4 UTS-3 My Stories for You
4.1 From Pixels to People

Awalnya, aku cuma ingin main game untuk bersenang-senang dan melepas stres dari kuliah daring. Waktu itu masa COVID, kampus pindah ke Zoom, tugas menumpuk, kabar di TV bikin cemas, dan hari-hari rasanya datar, seperti bangun, buka laptop, kelas, tugas, tidur. Game jadi satu-satunya ruang yang terasa “normal”.
Suatu malam, lewat Discord, aku bertemu seorang cewek asal Thailand, seumuran denganku juga. Jujur, awalnya kupikir bakal bertemu, lalu berpisah (go to our seperate ways). Tetapi, ternyata tidak. Kami mulai dengan hal ringan, seperti rekomendasi street food (dia cerita mengenai Thai fish cakes, mango sticky rice, aku balas dengan nasi goreng dan seblak), cerita soal lockdown di kota masing-masing sambil memetakan kesamaan budaya. Bedanya zona waktu nyaris nggak kerasa, jadi kami sering bermain di malam yang sama, ketika dunia di luar sepi dan hanya suara keyboard yang terdengar.
Lalu topik kami makin dalam, terkait bagaimana ayahnya harus mengurangi jam kerja, bagaimana ibunya cemas setiap kali salah satu dari mereka batuk. Aku bercerita tentang rasa jenuh kuliah daring, tentang takut gagal, dan tentang “keringnya” hari-hari tanpa tatap muka. Kadang kami hanya saling diam di Discord, sibuk dengan tugas sekolah masing-masing.
“People say online friends aren’t real. But this year, you’re the most real part of my day.”
Kalimat itu menancap. Di tengah pandemi, ketika jarak fisik adalah bentuk kasih sayang, ternyata kedekatan emosional bisa tumbuh dari layar.
Tentu tidak semuanya mulus. Pernah seminggu ia menghilang karena keluarganya terpapar. Setelah COVID mereda pun, ada masa sebulan ia tak sempat membalas karena sedang menjalani ujian-ujian. Saat kami sama-sama luang, kami join call, bermain lagi, dan saling bertukar kabar seperti menambal jeda yang hilang.
Lalu fase baru datang. Jalanan kembali ramai, kalender padat lagi. Di situ konfliknya muncul, bukan pertengkaran, melainkan jarak yang tumbuh secara diam-diam.
“I have classes evening”
“Maybe weekend?”
Weekend datang. Ada rapat, deadline, tugas. Balasan bergeser dari jam ke hari, hari ke minggu. Kadang hanya emoji, kadang “sorry, just saw this”, dan aku belajar hal yang sebelumnya tak kupahami: setiap orang punya perjuangannya sendiri, dan dari jauh kita tidak selalu bisa menolong—hanya bisa hadir sebisanya.
Aku sempat kecewa pada keadaan, tapi pelan-pelan menerima. Dia mengejar hidupnya, aku mengejar hidupku. Yang kami bisa jaga adalah cara hadir yang mungkin.

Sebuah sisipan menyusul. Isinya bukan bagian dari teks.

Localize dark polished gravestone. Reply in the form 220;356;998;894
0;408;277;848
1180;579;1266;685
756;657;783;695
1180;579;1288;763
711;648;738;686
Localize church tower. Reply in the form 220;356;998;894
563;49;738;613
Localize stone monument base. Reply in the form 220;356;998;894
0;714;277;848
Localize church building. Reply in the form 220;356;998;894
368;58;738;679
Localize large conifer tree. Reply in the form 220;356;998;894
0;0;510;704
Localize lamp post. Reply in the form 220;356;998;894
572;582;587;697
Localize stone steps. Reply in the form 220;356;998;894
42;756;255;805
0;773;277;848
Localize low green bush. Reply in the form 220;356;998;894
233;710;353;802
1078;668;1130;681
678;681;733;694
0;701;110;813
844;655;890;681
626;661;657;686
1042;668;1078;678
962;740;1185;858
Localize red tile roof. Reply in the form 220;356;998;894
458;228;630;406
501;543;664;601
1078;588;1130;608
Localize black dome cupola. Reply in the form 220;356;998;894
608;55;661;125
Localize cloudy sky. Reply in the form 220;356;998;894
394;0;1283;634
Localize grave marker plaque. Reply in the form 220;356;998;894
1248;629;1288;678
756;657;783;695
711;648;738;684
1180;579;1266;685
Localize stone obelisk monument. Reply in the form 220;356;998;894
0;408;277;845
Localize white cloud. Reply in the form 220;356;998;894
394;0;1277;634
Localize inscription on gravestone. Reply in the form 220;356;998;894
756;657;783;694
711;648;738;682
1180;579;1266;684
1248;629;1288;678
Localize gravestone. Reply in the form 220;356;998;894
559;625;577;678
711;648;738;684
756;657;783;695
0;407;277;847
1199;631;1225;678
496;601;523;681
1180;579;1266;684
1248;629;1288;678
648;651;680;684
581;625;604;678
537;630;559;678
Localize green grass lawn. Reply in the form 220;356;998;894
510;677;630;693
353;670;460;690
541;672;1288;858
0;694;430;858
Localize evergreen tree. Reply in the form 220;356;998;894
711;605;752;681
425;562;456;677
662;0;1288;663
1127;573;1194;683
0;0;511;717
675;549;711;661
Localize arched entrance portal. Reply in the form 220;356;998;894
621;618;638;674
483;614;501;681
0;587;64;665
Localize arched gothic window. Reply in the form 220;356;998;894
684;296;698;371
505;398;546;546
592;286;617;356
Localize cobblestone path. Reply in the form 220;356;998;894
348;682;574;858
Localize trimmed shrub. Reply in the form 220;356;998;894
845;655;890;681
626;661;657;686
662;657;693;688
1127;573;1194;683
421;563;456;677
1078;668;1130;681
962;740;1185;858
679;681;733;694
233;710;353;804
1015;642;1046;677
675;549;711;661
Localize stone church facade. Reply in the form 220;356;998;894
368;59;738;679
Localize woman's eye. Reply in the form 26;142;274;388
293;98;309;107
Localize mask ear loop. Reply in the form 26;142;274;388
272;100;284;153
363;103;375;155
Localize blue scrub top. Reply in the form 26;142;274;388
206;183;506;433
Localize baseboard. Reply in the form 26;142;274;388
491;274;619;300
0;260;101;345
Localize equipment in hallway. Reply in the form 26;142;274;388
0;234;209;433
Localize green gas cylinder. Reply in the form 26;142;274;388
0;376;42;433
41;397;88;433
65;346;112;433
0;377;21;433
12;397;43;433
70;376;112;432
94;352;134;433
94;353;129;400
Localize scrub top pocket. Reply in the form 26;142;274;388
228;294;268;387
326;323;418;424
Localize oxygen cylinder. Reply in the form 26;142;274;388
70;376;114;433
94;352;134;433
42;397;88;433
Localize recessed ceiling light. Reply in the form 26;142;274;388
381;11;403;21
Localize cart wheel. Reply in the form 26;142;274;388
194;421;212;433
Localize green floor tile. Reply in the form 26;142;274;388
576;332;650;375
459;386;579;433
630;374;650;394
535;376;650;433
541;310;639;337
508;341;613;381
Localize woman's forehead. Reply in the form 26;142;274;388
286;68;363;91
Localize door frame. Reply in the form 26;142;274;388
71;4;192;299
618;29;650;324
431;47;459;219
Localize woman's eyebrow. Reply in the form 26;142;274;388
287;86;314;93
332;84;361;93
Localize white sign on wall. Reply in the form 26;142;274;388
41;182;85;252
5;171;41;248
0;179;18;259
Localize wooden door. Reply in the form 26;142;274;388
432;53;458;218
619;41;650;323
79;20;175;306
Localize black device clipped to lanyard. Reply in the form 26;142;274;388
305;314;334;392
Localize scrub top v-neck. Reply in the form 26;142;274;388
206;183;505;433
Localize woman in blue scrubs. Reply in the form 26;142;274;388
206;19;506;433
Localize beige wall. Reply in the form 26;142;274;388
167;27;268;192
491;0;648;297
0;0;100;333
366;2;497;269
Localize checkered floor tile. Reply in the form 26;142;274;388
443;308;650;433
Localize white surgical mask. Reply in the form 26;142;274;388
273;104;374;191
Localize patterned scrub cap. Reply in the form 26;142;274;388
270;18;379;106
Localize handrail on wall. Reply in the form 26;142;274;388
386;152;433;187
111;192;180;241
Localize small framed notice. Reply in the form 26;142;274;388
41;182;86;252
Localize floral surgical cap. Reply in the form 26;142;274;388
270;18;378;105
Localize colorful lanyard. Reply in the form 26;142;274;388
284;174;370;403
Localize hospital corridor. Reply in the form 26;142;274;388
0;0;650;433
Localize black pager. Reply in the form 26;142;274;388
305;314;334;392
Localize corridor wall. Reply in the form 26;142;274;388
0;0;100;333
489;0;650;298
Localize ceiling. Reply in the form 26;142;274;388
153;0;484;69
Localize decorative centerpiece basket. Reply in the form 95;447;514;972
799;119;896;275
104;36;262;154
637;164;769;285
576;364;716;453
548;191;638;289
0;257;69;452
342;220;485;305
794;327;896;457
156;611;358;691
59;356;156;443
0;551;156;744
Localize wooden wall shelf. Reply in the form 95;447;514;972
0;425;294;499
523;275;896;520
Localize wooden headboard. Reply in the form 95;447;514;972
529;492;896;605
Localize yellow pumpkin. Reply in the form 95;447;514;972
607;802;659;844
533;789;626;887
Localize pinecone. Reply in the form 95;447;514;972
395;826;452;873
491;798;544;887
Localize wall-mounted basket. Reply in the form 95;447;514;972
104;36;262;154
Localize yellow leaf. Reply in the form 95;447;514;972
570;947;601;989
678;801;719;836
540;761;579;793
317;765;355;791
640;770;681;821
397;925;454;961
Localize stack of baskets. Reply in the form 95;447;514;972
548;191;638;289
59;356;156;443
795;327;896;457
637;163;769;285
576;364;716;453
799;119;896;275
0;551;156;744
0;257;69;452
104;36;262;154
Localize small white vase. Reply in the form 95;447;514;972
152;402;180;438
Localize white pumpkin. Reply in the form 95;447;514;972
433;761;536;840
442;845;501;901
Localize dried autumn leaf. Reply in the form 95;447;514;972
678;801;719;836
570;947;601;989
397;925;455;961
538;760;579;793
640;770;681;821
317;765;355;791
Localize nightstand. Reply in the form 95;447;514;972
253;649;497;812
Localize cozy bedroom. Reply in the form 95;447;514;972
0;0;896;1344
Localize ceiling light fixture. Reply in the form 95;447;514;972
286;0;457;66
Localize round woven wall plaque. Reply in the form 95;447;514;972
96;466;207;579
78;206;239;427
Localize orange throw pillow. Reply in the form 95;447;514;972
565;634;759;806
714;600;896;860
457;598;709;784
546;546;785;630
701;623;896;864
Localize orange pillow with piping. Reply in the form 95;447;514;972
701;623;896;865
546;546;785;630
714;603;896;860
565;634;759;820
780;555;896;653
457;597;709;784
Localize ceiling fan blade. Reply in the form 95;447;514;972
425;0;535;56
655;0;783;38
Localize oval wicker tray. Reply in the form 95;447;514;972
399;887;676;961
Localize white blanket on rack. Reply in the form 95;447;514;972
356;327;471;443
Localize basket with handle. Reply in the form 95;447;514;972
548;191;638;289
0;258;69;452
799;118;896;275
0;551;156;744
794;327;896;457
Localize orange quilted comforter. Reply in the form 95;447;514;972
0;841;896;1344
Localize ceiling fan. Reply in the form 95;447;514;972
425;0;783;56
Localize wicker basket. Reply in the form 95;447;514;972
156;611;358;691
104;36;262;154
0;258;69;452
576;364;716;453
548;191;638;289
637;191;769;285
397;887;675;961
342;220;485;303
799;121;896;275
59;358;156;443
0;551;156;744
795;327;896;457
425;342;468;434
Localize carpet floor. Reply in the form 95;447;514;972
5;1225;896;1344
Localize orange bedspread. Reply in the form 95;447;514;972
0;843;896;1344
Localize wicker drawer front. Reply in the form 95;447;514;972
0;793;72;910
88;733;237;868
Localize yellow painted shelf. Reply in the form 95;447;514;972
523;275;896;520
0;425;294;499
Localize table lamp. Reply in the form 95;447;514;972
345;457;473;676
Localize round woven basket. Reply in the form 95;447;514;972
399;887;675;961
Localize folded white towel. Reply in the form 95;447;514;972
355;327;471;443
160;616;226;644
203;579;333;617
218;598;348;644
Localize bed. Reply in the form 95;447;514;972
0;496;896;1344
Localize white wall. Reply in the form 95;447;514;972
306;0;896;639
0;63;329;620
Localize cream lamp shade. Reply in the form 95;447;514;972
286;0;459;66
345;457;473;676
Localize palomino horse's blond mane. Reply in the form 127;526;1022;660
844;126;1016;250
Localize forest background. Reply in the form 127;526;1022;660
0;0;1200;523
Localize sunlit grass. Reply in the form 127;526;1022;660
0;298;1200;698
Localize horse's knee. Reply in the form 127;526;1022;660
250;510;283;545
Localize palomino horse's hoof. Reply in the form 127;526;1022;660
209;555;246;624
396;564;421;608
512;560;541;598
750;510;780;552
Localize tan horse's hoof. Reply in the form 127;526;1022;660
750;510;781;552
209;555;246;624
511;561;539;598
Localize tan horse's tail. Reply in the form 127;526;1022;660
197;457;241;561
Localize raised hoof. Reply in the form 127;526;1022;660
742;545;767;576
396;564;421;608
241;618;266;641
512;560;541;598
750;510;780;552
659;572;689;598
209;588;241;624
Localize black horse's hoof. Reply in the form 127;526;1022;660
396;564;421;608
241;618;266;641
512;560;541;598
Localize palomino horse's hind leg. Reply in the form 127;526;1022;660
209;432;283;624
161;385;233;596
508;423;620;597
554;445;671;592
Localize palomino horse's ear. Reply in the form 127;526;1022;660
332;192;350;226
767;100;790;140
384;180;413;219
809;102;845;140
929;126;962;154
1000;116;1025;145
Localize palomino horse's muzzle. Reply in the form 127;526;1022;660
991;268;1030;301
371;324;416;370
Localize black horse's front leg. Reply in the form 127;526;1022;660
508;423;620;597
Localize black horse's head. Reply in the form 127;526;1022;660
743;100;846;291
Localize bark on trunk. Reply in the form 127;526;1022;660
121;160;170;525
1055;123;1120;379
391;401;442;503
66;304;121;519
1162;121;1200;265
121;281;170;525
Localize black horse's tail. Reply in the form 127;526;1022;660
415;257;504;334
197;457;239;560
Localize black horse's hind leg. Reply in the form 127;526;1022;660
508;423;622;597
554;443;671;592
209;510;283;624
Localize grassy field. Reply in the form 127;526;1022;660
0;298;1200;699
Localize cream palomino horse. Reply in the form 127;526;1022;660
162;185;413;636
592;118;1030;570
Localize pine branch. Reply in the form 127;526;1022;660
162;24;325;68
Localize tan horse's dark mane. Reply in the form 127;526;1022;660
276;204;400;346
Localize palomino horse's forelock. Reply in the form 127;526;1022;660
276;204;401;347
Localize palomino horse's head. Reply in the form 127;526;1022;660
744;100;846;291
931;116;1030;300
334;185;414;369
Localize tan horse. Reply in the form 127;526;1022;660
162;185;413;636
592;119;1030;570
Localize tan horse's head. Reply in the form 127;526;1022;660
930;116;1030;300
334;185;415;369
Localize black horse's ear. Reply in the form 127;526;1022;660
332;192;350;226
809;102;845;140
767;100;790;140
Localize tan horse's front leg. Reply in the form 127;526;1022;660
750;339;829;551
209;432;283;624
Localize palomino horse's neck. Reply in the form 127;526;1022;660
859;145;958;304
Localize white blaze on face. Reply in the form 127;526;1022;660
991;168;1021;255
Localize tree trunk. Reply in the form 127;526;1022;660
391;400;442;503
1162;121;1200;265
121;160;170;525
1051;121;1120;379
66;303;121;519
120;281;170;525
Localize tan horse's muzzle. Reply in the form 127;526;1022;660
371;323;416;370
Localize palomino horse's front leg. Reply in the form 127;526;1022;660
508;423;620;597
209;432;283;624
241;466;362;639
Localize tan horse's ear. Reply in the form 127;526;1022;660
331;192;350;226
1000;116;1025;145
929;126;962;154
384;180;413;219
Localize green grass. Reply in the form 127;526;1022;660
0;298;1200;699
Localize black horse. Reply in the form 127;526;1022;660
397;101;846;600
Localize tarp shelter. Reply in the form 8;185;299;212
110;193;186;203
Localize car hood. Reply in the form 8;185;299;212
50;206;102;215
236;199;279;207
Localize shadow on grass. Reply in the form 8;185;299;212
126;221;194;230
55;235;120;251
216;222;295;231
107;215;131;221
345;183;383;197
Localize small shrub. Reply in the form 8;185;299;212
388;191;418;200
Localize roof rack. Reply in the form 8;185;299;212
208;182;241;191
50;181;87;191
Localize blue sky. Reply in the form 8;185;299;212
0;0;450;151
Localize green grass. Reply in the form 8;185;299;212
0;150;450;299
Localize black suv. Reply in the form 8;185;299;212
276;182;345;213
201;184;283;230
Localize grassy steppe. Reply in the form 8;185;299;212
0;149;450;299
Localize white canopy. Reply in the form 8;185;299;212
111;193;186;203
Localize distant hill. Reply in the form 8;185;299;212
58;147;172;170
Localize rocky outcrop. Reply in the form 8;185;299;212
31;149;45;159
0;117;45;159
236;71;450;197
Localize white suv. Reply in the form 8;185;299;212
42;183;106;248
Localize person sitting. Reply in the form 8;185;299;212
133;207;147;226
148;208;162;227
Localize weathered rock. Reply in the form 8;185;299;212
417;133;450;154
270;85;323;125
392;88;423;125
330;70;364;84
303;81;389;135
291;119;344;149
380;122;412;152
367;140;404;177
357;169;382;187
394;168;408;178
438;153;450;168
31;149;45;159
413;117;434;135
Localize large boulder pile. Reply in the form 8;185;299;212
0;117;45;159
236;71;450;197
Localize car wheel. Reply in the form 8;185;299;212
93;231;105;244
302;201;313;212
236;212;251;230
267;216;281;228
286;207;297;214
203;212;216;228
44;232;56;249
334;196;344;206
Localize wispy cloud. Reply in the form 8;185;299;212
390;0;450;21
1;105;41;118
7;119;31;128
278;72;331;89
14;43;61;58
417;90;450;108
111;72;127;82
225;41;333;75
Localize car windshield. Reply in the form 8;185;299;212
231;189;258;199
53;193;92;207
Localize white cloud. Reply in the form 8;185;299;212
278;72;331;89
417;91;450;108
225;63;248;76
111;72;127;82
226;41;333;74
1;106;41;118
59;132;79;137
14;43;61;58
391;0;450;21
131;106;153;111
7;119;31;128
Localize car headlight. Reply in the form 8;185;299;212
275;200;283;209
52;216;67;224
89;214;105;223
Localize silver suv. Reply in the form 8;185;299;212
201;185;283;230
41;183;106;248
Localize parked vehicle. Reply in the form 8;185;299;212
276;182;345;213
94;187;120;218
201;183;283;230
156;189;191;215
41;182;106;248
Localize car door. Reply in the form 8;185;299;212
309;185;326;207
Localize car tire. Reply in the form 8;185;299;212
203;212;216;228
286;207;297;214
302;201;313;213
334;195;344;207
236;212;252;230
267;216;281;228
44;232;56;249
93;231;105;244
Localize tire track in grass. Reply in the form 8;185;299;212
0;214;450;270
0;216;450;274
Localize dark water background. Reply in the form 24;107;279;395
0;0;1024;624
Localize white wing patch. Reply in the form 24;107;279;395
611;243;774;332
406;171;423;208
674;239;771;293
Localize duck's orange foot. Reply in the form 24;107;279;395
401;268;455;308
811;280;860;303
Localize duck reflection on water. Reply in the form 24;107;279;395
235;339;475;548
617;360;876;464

“I can’t promise time, but I can promise I’ll answer. Maybe late.”
Sejak itu, kami membangun ulang kedekatan, seperti menit-menit singkat di antara jadwal, “good luck”, foto memes, ataupun stiker ketika mata terlalu lelah untuk bercerita. Kedewasaan, rupanya, adalah menerima bahwa kita tak bisa menyelesaikan luka orang lain, hanya memastikan mereka tak sendirian saat menatap gelap.
Dari pengalaman ini, aku paham bahwa koneksi manusia tidak selalu butuh tatap muka. Di tahun ketika jalanan sepi dan kampus gelap, kami menemukan jalan lain untuk hadir—melalui ping kecil notifikasi, tawa yang pecah karena lag, atau ucapan sederhana “have a nice day” sebelum log off. Hal-hal kecil itu menambal kebocoran hariku.